Rapid evidence synthesis in Greater Manchester
In order to ensure that decisions in Greater Manchester on innovation adoption and roll-out are informed by evidence, we developed a framework for the production of rapid evidence syntheses (RES) for innovations being considered for implementation in Greater Manchester. It has been made publicly available and registered,(11) and is provided here (see supplementary material).

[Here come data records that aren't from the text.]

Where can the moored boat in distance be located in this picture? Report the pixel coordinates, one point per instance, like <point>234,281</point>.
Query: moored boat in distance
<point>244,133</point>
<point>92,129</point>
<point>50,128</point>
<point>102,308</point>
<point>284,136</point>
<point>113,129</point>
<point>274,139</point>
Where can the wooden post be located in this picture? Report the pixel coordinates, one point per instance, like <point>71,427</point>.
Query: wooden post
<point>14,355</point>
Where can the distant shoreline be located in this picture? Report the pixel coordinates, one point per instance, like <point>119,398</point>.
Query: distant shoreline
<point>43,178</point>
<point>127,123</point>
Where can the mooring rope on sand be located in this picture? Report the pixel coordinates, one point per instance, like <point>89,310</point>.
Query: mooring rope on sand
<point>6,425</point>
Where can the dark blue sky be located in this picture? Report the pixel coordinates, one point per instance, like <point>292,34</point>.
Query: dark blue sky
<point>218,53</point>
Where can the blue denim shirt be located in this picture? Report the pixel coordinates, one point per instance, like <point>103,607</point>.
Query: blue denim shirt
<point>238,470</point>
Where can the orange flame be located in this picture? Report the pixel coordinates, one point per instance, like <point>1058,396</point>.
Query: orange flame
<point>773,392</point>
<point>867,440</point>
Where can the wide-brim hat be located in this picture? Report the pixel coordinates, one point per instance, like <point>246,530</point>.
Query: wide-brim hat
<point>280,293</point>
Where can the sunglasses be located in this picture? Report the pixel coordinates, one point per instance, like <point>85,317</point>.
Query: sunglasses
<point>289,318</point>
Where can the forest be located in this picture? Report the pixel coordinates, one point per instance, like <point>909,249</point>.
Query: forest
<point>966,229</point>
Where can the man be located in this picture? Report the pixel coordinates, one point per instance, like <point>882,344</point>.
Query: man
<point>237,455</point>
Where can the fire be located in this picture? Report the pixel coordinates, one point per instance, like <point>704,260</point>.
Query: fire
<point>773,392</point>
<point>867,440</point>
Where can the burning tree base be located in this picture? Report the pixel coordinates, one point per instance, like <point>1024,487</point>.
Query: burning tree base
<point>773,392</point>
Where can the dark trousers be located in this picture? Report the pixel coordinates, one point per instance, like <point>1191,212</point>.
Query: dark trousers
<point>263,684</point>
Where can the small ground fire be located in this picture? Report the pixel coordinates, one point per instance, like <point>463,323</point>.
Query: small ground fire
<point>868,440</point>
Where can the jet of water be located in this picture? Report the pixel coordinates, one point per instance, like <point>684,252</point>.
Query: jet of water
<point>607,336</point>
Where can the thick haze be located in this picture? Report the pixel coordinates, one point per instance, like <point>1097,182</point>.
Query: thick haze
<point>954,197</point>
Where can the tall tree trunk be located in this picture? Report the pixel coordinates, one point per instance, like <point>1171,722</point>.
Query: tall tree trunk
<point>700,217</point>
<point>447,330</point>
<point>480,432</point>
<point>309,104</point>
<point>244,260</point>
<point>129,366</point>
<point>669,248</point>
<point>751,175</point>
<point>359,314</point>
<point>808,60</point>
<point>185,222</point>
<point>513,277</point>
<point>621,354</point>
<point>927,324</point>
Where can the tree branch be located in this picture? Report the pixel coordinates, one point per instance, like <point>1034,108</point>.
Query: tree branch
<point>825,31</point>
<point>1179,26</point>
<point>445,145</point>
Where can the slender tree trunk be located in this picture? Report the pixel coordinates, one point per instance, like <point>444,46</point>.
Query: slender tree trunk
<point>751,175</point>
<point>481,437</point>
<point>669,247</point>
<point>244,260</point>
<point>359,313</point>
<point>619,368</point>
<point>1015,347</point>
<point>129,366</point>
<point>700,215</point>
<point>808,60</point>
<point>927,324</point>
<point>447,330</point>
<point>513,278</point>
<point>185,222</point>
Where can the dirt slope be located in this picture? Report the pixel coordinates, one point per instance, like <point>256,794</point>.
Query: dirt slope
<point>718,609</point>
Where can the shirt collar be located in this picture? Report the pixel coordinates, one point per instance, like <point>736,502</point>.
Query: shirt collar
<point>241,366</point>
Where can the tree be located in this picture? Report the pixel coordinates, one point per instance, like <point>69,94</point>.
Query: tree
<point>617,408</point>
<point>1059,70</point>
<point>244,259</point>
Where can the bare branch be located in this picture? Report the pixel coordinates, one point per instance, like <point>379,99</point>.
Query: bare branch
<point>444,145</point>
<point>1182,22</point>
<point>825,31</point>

The framework builds on earlier work and experience in developing frameworks for briefings including those to directly inform decision-making by healthcare organisations.(12–14) It also has some similarities to other evidence briefing approaches which were identified in previous work.(15) However, we believe that the approach we have developed is unique in several important respects, and represents a development in combining the key considerations of speed, transparency, dual emphasis on robustness and relevance of evidence;(16, 17) and usability for stakeholders.
Speed and flexibility
The RES we produce are designed to be requested, undertaken and delivered in a time period of two weeks. We use a streamlined process to enable delivery in a considerably shorter timescale than other rapid evidence synthesis processes.(5–8) Our RES approach is also explicitly designed to take account of the fact that the evidence for innovations may be limited or of limited relevance, and incorporates protocols for dealing with innovations which are complex interventions.(18, 19) Flexible question sets have provisions both for category level appraisal of the evidence or for component analysis of innovations.(20) This means that even where there is very limited evidence for an innovation per se, an RES can be produced which is capable of informing implementation decisions. We explore examples of this in the section below on Flexibility in structuring the rapid evidence synthesis.
Integration
The production of RES is embedded within, and integral to, the Greater Manchester AHSN innovation pipeline decision-making process, rather than representing an input from a separate organisation. The HInM innovation pipeline draws on ARC and AHSN expertise in implementation science, health care decision-making and lived experience, as well as evidence synthesis and evaluation. RES is recognised as one of the necessary components of the decision-making process alongside public patient involvement (PPI) input, business case assessment and local health and social care stakeholders. The RES does not include recommendations, but its findings contribute to the decisions reached. The assessment of evidence, its relevance and certainty, is therefore integrated into the considerations. The researcher responsible for the RES attends the pipeline qualification meetings before and after the RES is produced, enabling resolution of queries at each stage, supporting integration of the evidence appraisal.
Transparency and consistency:
The principles of the GRADE evidence to decision framework are central to our approach to RES; which makes the RES, and the decision process to which it contributes, more transparent, consistent, and reproducible.(16, 17) GRADE provides a clear set of considerations for the formation of judgements about the strength of the evidence base for each question addressed, and is central to the consideration of the certainty and relevance of the evidence, which are inter-related. The available GRADE frameworks have undergone substantive developments since our previous work on evidence briefings.(12)
Relevance
The RES uses GRADE approaches to consider the applicability of the evidence to the Greater Manchester context as well as its reliability. Context, both broadly and narrowly considered, can be key to the impact of introducing an intervention.(21) In the cases of complex or service-level interventions, in particular, it can be difficult to determine the boundary between the intervention and the context.(22) For example a test for poor prognosis in heart failure (23) has potential implications for an entire treatment pathway,(24) emphasising the importance of adopting a test-and-treat approach.(25) We are also mindful of the fact that many innovations may look superficially simple but are being considered for introduction into complex systems such as primary care.(26)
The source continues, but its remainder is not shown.